I don’t like adventure novels.

I write this novel with no concern for how it is received, for I drowned my vanity . . . I have nothing left but pride.

—Opening to Those Who Wander Are Lost

Titaÿna, née Elisabeth Sauvy, was one of the rare women who made her mark as a travel journalist in the 1920s and 1930s, alongside the likes of Evelyn Waugh, Pierre Loti, and Michel Leiris. Pilot, sailor, sporting a short haircut and an androgynous figure, Titaÿna immersed herself completely in a world traditionally men-only. Her book, Those Who Wander Are Lost, originally published in 1938, is an account of the time she spent in Oceania and portrays the allure of errancy and her inevitable disillusionment with Europe’s colonial presence throughout the islands. The book resonated with ex-adventurers who had returned to Paris, members of the short-lived Les Ratés de l’Aventure club, which was founded in the book’s honor.

The novel begins on the white sands of Tahiti where Titaÿna’s days and nights are spent dancing, drinking, and swimming but are also marked by a disconcerting timelessness, where hours and days linger or pass mysteriously and the constant worry over money hounds her thoughts. Titaÿna then leaves Tahiti as a crew member aboard the Belle . . . and so begins her adventure at sea. She comes upon lepers, cannibals, witches, mariners, pearl divers, lone guitarists in the night, a despondent nymphomaniac, opium eaters, and other men-of-adventure like herself, whose experiences “amongst the natives” were far afield from what they had imagined.

In parts reminiscent of Jean Rhys’s Voyage in the Dark, in others of Antoine de Saint-Exupéry’s The Little Prince, Titaÿna’s singular voice is lucid and hypnotic, describing with equal ease the throes of fever, the mysteries of desire, or the endlessness of a sunset at sea. She neither philosophizes nor moralizes, as many of her male counterparts did, nor does she pretend to “belong to” or “be at one with” the native communities she lives with.

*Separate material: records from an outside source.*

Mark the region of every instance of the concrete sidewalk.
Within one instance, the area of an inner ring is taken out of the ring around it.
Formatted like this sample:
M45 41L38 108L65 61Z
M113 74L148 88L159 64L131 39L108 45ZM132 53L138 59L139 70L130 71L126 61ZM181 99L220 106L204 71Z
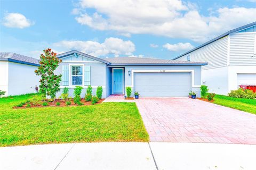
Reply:
M255 169L256 145L165 142L0 148L0 169Z

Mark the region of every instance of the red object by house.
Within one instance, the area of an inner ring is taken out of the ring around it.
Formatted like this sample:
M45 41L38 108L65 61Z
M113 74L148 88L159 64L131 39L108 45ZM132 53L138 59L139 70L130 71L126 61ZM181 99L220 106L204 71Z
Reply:
M256 92L256 86L252 85L239 85L239 86L243 89L248 89L252 90L254 92Z

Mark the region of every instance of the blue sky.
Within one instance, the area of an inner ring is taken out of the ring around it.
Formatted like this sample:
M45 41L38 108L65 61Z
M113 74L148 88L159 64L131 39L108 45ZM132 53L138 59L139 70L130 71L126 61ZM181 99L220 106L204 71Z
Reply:
M0 1L0 51L171 59L256 21L256 0Z

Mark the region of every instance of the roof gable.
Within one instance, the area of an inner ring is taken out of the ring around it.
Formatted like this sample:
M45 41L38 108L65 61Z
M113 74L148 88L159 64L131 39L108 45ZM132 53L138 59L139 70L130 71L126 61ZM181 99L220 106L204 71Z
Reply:
M205 43L204 43L202 45L195 48L193 48L187 52L186 52L185 53L183 53L181 55L180 55L179 56L178 56L178 57L176 57L174 58L173 58L173 60L176 60L177 58L179 58L185 55L187 55L189 53L190 53L191 52L194 52L199 48L201 48L203 47L204 47L206 45L207 45L208 44L211 44L215 41L217 41L224 37L226 37L227 36L227 35L230 34L230 33L234 33L234 32L239 32L240 31L242 31L243 30L245 30L245 29L246 29L247 28L249 28L250 27L254 27L254 26L256 26L256 22L252 22L252 23L249 23L249 24L247 24L247 25L245 25L245 26L242 26L242 27L238 27L238 28L237 28L236 29L234 29L233 30L230 30L227 32L225 32L223 34L222 34L220 36L218 36L216 38L213 38L213 39L205 42Z
M109 64L109 62L107 61L98 57L93 57L91 55L76 50L58 54L57 55L57 57L61 60L63 58L63 61L96 61L107 64Z

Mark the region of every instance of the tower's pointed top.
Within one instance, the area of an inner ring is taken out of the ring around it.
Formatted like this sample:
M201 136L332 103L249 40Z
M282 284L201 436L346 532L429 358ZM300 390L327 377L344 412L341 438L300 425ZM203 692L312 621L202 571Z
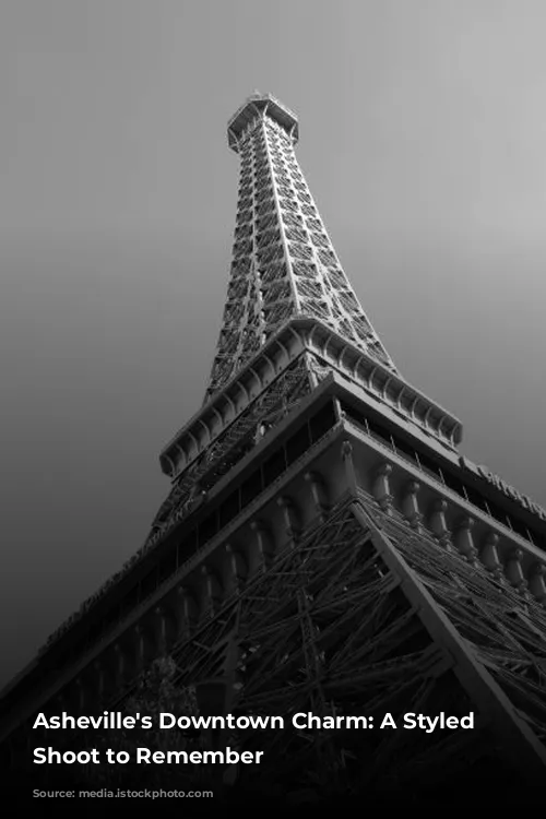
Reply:
M298 118L283 103L272 94L261 94L254 91L234 114L227 123L227 141L229 147L239 152L238 141L245 129L256 119L260 111L268 111L268 116L286 131L294 144L298 141Z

Instead she observes with true self-abandon and curiosity, finding in her rootlessness the openness needed to consider others without an impulse to label or ethnographize them. Her writing is straightforwardly journalistic yet frequently caught up in the tragedy and beauty of the places she observes, while the otherworldly people whose paths she crosses lend the narrative an air of myth or dream.

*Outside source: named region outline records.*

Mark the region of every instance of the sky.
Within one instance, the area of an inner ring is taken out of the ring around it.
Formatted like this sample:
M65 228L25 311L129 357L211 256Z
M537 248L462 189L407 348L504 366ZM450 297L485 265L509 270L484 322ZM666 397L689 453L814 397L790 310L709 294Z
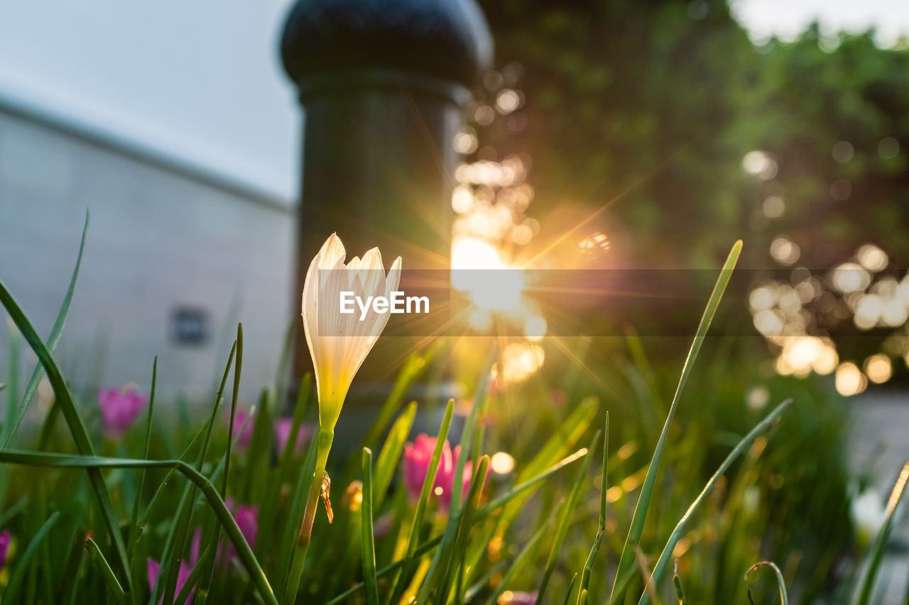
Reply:
M909 35L909 0L732 0L732 7L755 41L792 39L815 19L825 34L874 27L883 46Z
M0 0L0 105L79 124L288 205L301 109L277 45L292 0ZM755 40L909 33L909 0L733 0Z

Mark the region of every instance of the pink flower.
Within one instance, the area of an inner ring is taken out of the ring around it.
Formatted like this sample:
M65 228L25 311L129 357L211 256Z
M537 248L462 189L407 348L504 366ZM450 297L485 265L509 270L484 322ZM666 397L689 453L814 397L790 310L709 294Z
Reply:
M227 509L234 515L234 521L236 521L236 526L240 528L240 533L246 539L246 542L250 548L254 548L255 546L255 537L259 533L258 505L246 506L245 504L241 504L235 510L233 498L225 500L225 504L227 505ZM226 555L228 560L238 558L236 549L234 548L234 544L230 541L227 541L221 554Z
M0 533L0 570L6 564L6 555L9 552L9 543L12 540L13 536L9 530L4 530L4 532Z
M417 435L413 443L407 442L405 445L404 481L412 501L420 499L420 491L423 490L423 482L429 471L429 463L433 459L435 449L435 438L429 437L425 433ZM435 471L432 494L439 498L440 504L444 509L447 509L451 504L452 488L454 485L454 464L460 452L461 446L455 446L453 452L447 440L442 447L442 458L439 460L439 468ZM469 461L464 466L464 474L461 477L462 500L466 495L467 488L470 486L473 466L473 462Z
M180 570L176 574L176 589L174 590L174 602L176 603L176 598L180 594L180 590L186 584L186 580L189 580L189 574L193 572L193 569L195 564L199 562L199 541L202 540L202 531L198 529L193 532L193 542L189 547L189 562L185 560L180 561ZM158 561L154 559L148 560L148 586L151 590L155 590L155 582L158 580L158 573L161 570L161 565ZM193 595L195 593L195 588L193 588L189 591L189 598L185 600L185 603L193 602ZM164 597L158 601L158 605L164 603ZM181 604L182 605L182 604Z
M246 418L249 418L249 422L246 422ZM230 422L230 412L227 412L227 420ZM240 432L240 428L243 427L243 423L246 422L246 426L243 428L243 432ZM249 441L253 438L253 425L255 424L255 414L249 414L245 412L241 412L237 410L234 414L234 439L236 441L235 451L239 451L241 450L245 450L249 447ZM239 434L239 438L237 435Z
M148 395L135 389L99 389L98 405L107 436L111 439L123 437L145 403L148 403Z
M280 456L285 448L287 447L287 440L290 439L290 430L293 428L294 421L290 418L279 418L275 421L275 441L278 448ZM315 427L312 424L301 424L300 431L296 433L296 445L294 447L294 453L299 454L305 445L315 434Z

This is a book to be read with childlike eagerness, all the more so during our collective confinement, and it speaks to what is youthful and fearless in us. Those Who Wander Are Lost, though undeniably of its time, also transcends it, and is well worth the rediscovery.

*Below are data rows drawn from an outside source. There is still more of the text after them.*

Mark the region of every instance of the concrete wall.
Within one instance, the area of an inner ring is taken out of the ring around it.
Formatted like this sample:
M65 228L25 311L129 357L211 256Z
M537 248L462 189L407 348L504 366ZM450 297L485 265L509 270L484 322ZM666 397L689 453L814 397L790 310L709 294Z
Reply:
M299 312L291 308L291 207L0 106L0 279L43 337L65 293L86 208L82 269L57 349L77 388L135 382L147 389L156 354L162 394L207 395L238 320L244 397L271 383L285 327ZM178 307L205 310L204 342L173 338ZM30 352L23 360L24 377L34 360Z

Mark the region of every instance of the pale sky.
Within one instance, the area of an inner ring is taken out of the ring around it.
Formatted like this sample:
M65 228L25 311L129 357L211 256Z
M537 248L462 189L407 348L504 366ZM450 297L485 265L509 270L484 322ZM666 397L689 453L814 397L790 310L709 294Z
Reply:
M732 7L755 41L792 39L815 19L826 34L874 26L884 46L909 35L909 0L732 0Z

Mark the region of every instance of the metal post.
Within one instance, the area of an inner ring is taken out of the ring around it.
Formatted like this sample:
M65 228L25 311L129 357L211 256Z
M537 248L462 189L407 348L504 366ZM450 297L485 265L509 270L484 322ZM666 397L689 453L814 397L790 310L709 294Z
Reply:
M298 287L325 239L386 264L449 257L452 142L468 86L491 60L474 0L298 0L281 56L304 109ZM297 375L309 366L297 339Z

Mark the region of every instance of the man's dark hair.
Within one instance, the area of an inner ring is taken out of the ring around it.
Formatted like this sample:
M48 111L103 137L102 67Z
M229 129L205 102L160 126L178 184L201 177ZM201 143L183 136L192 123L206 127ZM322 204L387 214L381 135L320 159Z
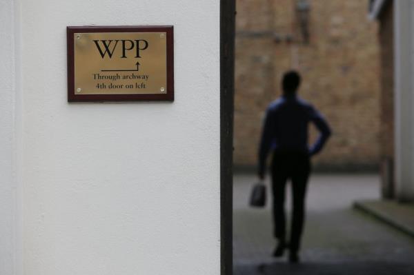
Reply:
M283 76L282 84L285 94L295 94L300 84L300 75L296 71L286 72Z

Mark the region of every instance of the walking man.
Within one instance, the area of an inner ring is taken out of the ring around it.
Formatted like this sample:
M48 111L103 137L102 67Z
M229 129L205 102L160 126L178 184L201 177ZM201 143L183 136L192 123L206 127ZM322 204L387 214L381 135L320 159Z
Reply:
M297 72L285 73L283 95L268 108L259 150L258 175L264 179L266 159L273 151L271 163L273 194L274 234L278 241L273 256L283 256L287 247L284 210L286 181L293 190L293 218L288 245L289 261L297 263L305 216L305 196L310 172L310 156L321 151L331 130L324 117L310 104L299 99L297 92L300 76ZM313 123L319 131L316 142L308 147L308 127Z

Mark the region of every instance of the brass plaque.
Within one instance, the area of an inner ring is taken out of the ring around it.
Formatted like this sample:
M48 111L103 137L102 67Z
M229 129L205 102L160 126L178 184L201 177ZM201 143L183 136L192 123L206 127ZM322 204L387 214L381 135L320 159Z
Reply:
M172 34L172 27L68 27L68 101L173 100Z

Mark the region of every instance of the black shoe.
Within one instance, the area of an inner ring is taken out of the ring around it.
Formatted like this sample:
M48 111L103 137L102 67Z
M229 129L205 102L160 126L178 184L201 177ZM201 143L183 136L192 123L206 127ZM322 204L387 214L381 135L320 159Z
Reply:
M273 257L282 257L284 253L284 249L286 247L286 245L284 243L279 242L276 248L275 248L275 251L273 252Z
M290 252L289 254L289 263L298 263L300 262L299 254L296 252Z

Titaÿna (née Elisabeth Sauvy, 1897) authored twelve books in addition to her translations from German and English and was a prolific travel reporter during the Roaring Twenties. Independent and intrepid, she often traveled alone, frequently piloting her own plane. Her work influenced a generation of writers before being lost in the archives in the years following World War II.